Arizona Gov. Jan Brewer outlined a five-step budget recovery program last week that included levying temporary taxes to generate $1 billion a year for up to three years and reducing general fund spending by $1 billion in fiscal 2010.
Addressing an unusual joint session of the state Legislature, Brewer challenged the lawmakers to work with her administration to resolve a $3 billion budget shortfall in the next fiscal year, which begins July 1. Without long-term action, she said, the deficit could total $13 billion by fiscal 2014.
“We are here to apply the accumulated lessons of our lives and our faith and to summon the courage to act,” Brewer said. “Now is the time.”
The governor said state revenues are not expected to improve until 2012 at the earliest.
She did not specify how to raise taxes temporarily to generate the additional $1 billion, except to say it could either come about through legislative action or a vote by the public at a special election.

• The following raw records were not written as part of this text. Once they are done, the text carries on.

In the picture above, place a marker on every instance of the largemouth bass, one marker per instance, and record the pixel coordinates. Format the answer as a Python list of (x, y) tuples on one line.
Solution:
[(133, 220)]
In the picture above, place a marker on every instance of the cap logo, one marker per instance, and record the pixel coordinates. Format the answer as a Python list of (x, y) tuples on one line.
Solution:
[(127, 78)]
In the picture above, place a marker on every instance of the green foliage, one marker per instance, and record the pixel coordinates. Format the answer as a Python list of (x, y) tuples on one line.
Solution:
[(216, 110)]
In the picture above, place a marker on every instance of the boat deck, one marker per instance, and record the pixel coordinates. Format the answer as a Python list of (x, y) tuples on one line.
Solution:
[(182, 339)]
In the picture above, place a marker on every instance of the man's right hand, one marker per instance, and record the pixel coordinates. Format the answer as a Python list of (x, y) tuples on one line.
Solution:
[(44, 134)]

Other parts of the governor’s proposals are budget reforms that include raising the budget stabilization fund from the current 7% of general fund expenditures to 14%, amending the 1998 Voter Protection Act to give legislators the ability to reduce or shift funding from voter-approved programs, and unspecified changes to the state tax code to attract investments and spur job growth.
“This is a multi-year problem, and these five proposals focus our state on the long term,” Brewer said. “We must stop considering only a 2010 budget deal, and we must start considering a multi-year fix that secures our future.”
She told lawmakers not to send her spending bills that did not comply with the five-point program.
Senate Majority Leader Chuck Gray, R-Mesa, said Republicans in the Legislature are not likely to support Brewer’s tax hike proposal. Brewer is a Republican who six weeks ago replaced Democrat Janet Napolitano after she resigned to become secretary of the Department of Homeland Security in the Obama administration.
“I’m not voting for any taxes, and I don’t think that any of the caucus members or the majority of the Republicans are going to vote for new taxes,” Gray said.
Brewer said GOP lawmakers would relent in their opposition to raising taxes when they looked at budget and revenue projections, but Gray disputed that.
“I want to know where she is getting her facts,” he said. “Senate Republicans know that tax increases are bad for the economy. That is our fact.”